Er stand endlich auf, näherte sich mit plötzlich weichen Knien, weich wie diese kleine Fleischmasse, die er zwischen Tüchern entdeckte; er legte die Finger darauf, drückte sie hinein. Trotz der zwölf Jahre, die sie auseinander sind, begriff er, dass er und dieses wenige Tage alte Baby ein und denselben Fleischblock bildeten, urwüchsig, verschmolzen, alterslos, weder Mädchen noch Junge, weder von hier noch dort.
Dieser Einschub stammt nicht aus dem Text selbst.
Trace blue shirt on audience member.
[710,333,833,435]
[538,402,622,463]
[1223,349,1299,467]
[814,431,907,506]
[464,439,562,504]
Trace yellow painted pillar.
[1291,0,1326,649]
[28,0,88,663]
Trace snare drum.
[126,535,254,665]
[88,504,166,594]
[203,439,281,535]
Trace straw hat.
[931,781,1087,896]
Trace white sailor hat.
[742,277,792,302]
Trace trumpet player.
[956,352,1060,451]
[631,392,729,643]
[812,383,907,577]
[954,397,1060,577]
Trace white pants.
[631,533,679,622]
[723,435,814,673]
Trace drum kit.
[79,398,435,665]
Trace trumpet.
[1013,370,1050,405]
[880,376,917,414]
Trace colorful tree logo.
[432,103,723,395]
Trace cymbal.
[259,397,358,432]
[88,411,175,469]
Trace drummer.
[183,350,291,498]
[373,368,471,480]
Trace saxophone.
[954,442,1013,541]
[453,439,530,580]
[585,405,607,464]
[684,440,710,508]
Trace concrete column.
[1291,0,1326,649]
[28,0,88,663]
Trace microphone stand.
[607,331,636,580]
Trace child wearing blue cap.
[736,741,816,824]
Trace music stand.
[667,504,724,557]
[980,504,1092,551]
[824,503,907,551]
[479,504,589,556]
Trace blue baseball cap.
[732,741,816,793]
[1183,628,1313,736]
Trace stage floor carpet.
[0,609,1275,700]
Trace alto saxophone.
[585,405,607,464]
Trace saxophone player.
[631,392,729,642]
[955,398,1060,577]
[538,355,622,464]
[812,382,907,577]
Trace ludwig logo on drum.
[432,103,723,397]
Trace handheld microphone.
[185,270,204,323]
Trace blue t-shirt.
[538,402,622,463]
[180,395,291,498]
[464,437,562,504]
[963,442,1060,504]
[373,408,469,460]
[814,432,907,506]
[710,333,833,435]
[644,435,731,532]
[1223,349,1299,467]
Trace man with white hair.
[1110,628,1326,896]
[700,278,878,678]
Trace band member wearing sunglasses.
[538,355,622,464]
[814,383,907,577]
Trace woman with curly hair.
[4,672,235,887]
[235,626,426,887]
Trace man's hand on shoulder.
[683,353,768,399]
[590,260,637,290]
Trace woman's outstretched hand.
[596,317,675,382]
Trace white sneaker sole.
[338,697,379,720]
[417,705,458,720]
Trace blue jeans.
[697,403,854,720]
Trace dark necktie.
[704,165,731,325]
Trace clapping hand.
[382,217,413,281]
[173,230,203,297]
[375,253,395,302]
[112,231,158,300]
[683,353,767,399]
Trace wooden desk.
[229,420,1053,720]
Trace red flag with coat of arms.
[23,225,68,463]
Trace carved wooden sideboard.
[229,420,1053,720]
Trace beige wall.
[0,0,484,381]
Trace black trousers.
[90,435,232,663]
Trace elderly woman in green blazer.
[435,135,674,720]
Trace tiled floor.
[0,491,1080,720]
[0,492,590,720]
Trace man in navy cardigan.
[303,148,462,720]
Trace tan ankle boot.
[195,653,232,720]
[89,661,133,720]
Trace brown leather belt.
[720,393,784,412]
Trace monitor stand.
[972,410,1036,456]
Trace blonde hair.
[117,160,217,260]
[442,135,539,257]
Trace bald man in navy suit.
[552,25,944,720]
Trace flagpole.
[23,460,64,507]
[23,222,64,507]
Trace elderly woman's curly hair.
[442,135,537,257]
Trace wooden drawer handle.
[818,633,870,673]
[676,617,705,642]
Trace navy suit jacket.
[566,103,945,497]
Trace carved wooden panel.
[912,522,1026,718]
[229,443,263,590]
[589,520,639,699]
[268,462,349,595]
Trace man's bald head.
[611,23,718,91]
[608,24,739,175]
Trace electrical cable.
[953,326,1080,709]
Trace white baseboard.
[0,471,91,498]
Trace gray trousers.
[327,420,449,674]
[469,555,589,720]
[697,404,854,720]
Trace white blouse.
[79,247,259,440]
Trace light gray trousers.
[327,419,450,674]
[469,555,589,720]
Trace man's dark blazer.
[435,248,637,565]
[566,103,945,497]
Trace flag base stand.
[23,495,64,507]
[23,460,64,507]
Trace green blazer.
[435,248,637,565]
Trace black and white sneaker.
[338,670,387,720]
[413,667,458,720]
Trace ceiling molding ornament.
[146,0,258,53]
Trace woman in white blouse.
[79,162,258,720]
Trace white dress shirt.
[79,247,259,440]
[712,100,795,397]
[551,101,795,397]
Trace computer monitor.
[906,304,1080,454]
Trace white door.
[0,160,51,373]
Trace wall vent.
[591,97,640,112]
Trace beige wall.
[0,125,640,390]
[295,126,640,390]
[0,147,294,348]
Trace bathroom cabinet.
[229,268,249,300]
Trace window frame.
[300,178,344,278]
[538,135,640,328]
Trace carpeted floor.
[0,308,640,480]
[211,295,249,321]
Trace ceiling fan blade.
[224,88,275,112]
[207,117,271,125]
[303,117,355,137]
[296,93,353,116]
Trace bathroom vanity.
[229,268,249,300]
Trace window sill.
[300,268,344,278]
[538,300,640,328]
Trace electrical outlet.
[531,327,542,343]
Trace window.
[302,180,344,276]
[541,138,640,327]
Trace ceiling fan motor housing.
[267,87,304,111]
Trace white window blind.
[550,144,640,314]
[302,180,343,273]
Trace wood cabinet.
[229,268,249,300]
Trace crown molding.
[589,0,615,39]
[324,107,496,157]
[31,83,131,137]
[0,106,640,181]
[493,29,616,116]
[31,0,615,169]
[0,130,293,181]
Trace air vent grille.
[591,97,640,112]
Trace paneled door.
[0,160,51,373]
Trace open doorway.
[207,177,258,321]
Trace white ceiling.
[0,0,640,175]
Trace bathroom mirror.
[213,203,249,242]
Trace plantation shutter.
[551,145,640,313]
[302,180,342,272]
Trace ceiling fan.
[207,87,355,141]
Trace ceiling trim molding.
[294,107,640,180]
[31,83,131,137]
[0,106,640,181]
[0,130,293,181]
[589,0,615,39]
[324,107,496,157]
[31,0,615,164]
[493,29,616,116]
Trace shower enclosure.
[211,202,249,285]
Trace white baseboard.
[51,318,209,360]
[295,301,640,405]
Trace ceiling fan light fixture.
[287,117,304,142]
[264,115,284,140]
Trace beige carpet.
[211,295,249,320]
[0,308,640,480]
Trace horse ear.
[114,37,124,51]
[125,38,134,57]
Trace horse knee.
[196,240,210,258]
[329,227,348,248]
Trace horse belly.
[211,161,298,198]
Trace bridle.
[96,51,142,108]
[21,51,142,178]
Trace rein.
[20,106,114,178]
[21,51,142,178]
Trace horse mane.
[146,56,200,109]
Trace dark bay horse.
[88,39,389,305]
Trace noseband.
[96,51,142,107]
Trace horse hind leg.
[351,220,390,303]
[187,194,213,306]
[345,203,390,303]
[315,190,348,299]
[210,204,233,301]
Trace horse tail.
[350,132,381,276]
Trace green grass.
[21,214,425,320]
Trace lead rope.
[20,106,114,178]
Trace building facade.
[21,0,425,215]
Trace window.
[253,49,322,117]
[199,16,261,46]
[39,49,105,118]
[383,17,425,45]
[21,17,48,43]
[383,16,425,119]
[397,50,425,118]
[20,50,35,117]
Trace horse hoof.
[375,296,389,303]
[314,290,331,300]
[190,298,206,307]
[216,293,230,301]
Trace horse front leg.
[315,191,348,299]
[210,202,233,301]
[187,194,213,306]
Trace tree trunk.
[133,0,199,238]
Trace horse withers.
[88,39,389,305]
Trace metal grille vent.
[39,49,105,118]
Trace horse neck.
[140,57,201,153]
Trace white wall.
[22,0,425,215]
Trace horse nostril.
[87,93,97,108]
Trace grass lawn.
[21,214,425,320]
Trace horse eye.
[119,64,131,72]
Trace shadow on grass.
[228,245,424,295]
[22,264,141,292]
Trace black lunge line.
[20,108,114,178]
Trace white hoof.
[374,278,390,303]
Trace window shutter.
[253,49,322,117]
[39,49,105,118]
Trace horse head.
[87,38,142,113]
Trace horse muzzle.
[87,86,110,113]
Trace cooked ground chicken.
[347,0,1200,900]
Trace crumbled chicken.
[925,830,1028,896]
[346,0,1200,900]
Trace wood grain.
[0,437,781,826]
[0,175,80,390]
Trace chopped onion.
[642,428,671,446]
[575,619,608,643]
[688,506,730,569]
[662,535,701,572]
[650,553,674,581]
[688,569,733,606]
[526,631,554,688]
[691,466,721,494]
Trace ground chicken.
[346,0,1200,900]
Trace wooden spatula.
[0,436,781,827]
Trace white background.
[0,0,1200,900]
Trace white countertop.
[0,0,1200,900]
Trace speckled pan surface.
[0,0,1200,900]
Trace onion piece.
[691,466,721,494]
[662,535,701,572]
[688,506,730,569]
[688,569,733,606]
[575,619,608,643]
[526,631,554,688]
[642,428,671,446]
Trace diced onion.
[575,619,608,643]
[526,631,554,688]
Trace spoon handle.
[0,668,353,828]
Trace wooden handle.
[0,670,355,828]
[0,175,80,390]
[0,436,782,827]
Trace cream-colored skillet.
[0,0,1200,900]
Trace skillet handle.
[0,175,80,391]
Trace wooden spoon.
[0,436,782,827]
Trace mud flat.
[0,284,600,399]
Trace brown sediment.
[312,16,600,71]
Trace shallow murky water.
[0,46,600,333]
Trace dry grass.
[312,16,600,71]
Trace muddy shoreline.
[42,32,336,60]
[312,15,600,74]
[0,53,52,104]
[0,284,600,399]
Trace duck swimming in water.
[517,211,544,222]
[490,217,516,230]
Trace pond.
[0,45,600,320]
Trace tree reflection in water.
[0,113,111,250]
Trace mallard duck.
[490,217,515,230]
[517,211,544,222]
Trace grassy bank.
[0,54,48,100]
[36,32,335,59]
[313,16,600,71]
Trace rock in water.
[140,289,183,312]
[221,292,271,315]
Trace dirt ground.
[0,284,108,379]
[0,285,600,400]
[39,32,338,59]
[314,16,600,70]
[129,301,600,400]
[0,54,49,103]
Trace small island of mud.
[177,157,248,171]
In Pepitos Zimmer bekommen sie alles mit, das Rattern der Nähmaschine, die Gespräche, das Reiben der Stoffe während der Anproben, denen sie natürlich nicht beiwohnen dürfen. Wenn ich nachts aufwache, lege ich mich drüben aufs Sofa, sagt Pepito. Meine Mutter setzt sich dort auch manchmal hin und näht im Schein ihrer kleinen Lampe. Am liebsten, fügt er hinzu, schlafe ich wieder ein, während sie in diesem Lichtkreis näht. Selbst wenn die Maschine rattert? Ja. Ich habe das Gefühl, das Kleidungsstück zu sein, der Stoff zwischen ihren Händen, weich und leicht, eine Baumwollhülle, ein Gespenst, das in der Luft schwebt, ich fühle mich geborgen. Sie legen sich aufs Bett, lauschen derart angestrengt, dass sie durch die Wand sehen können.
Cora, sagt sie beim Ablegen der Zeitschrift und des Stoffballens. 1946, mein Hochzeitsjahr. Aber für mich ist 1946 zuerst Coras Jahr – Im Netz der Leidenschaften –, und natürlich auch das Jahr von Gilda. Weit dahinter erst kommt meine Hochzeit. Seltsam, aber so ist das eben. Cora Smith ist Lana, Lana Turner. Schauen Sie, sagt sie und schlägt die Zeitschrift auf: Kleid aus weißem Krepp mit Schlüssellochkragen, kleiner Halsschleife, Taillengürtel über Tasche mit Ziernähten.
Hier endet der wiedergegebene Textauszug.